Homenaje a Dani Jarque en el RCDE Stadium./Xavier Bertral (EFE)
Homenaje a Dani Jarque en el RCDE Stadium. / Xavier Bertral (EFE)

El defensa falleció hace diez años a causa de una asistolia cuando se encontraba concentrado en Italia en una pretemporada con el Espanyol

JONAY ANTÓNMadrid

Un día como hoy, un 8 de agosto de 2009, el mundo del fútbol se paralizaba, especialmente, en España. Aunque el fatídico suceso ocurrió en Coverciano, cerca de Florencia. El Espanyol se encontraba realizando la pretemporada en tierras italianas pero una mala noticia iba a trastocar los planes del conjunto 'perico', entrenado aquel entonces por Mauricio Pochettino, actual técnico del Tottenham.

Dani Jarque, que había sido nombrado capitán ese mismo verano, no sabía que desgraciadamente estaba ante los últimos minutos de su vida. El jugador se encontraba en su habitación hablando por el móvil con su novia, que estaba en la recta final de su embarazo. Sin previo aviso, la chica no recibió respuesta del central, a lo que asustada, llamó a Ferrán Corominas, compañero de habitación de Jarque. Al subir a la habitación junto a José María Calzón, delegado del equipo, encontraron al defensa tumbado en el suelo. Jarque sufrió una asistolia, definida como «un síndrome que es signo de extrema gravedad en ciertas enfermedades, debido a una extraordinaria debilidad de la sístole cardíaca'», según la RAE. Sin embargo, a pesar de la reanimación cardiopulmonar (RCP), del uso del desfibrilador y de los intentos por parte del equipo sanitario de la ambulancia, el corazón del capitán 'perico' dejó de latir.
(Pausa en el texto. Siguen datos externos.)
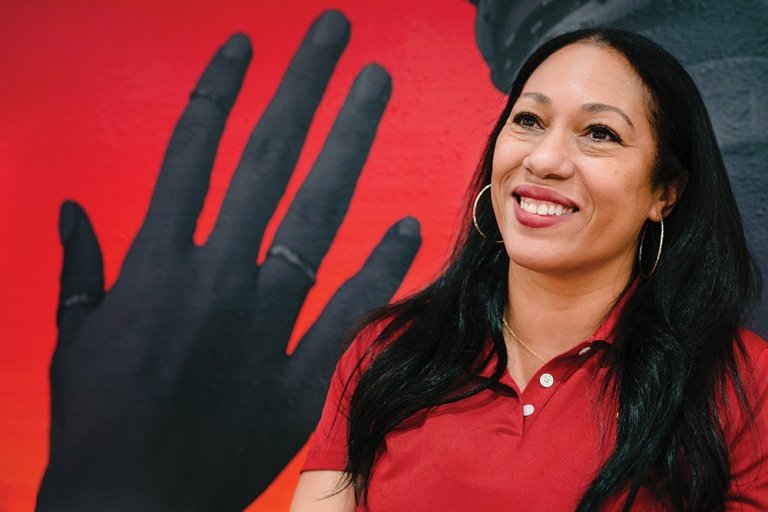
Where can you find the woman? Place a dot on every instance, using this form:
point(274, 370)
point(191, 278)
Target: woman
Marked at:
point(583, 349)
Un hecho que golpeó por partida doble al fútbol español, ya que un año antes, fallecía Antonio Puerta tras desplomarse en un Sevilla - Getafe en la primera jornada de la Liga 2007/2008. Asimismo, la primera década del nuevo siglo marcó al mundo del fútbol por las muertes súbitas. Marc-Vivien Foé con Camerún en la Copa Confederaciones de 2003, el húngaro Miklós Fehér con el Benfica, o Serginho, defensa del Sao Cateano, fallecieron en circunstancias similares.

En los últimos tiempos, ha habido casos como los del costamarfileño Cheick Tioté en 2017 o el de Davide Astori, defensa de la Fiorentina, que falleció mientras se encontraba en el hotel de concentración.

El 11 de agosto de aquel año 2009, se celebró la capilla ardiente en el Estadio Cornellà-El Prat, donde hubo representantes de todos los equipos de Primera y Segunda división. Además, se acercaron 14.000 aficionados para despedir a la gran figura del Espanyol. Por otro lado, en cada minuto 21 de partido se instauró la tradición de aplaudir por parte de la afición local y visitante, ya que es el dorsal que vestía el defensor.

Precisamente, este año el Espanyol ha abierto de nuevo sus puertas para rendir homenaje a la figura de Jarque en la puerta 21, donde los aficionados han podido homenajear a su capitán. También ha asistido la la familia del eterno capitán, así como amigos, compañeros de vestuario y miembros de la actual primera plantilla.

Carrera, legado y homenajes

A los 12 años empezó a ser canterano del conjunto perico. Asimismo, debutó como profesional el 20 de octubre de 2002 de la mano de Javier Clemente. Sin embargo, no sería hasta dos temporadas después cuando tuviese ficha en la primera plantilla, con los 'pericos' dirigidos por Miguel Ángel Lotina. Además, el defensa ganó una Copa del Rey en 2006, fue subcampeón de la Copa de la UEFA en 2007 y fue partícipe de la selección española sub-19 campeona del Europeo de Noruega en 2002.

La influencia de Jarque en la memoria del aficionado 'perico' es tan fuerte que incluso tiene una estatua de bronce en la puerta 21 del estadio. Asimismo, el 3 de junio de 2013 se realizó un partido en su honor, organizado por uno de sus mejores amigos, Andrés Iniesta. Precisamente, el manchego homenajeó a Jarque en el torneo más prestigioso del fútbol. Fue en la final del Mundial de Sudáfrica, cuando Iniesta marcó el gol ante Holanda y debajo de la camiseta llevaba otra con el mensaje «Dani Jarque siempre con nosotros». Un gesto que honra una amistad y que deja el buen recuerdo en la memoria colectiva de todos los aficionados al fútbol.